A 34-ounce gold nugget (left) recovered from South Pass.
Gold paleoplacers cover large areas of South Pass (Love and others, 1978). These are found in and on the edge of the greenstone belt.
Testing at Fritag alluvial placer at Oregon Gulch near Dickie Springs yielded values as high as 1.0 ounce/yd3 (Dave Fritag, personal communication, 2004).
The Oregon Buttes paleoplacers (the ridge in sunlight in the background) are suggested to host 28.5 million ounces of gold by the USGS. The source of the gold has never been identified but likely lies at depth beneath the sedimentary cover near the buttes. A similar paleoplacer (McGraw Flats-Twin Creek) (with 5 million ounces) along the northern edge of the belt has a projected source near the historical Miners Delight mine and defunct Atlantic City iron ore mine.

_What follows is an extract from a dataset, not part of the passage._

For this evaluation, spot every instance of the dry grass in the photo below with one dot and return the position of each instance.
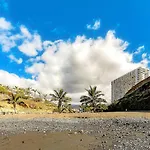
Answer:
(82, 115)
(41, 107)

IN summary, several properties in the greenstone belt need to be explored with a detailed geochemical sampling program in the Carissa-Duncan-Miners Delight shear structure to search for saddle reefs. Several gold deposits of note lie along this trend that include the Carissa, Miners Delight, Duncan, Caribou, St. Louis, Tabor Grand, Mary Ellen, Diana, Caribou and more. A parallel structure to the east includes several interesting deposits including the Wolf, Hidden Hand, Bullion, Mint and Two-Johns gulch. In order to complete such a regional sampling program, one must rely on the Wyoming Geological Survey as companies can not afford to conduct this kind of research. In order to do this, one must have an active Survey - which is not going to happen with the current group and administration. At least 90% of the survey should be replaced and director eliminated.
Placer gold from Dickie Springs-Oregon Gulch paleoplacer (photo from J.D. Love).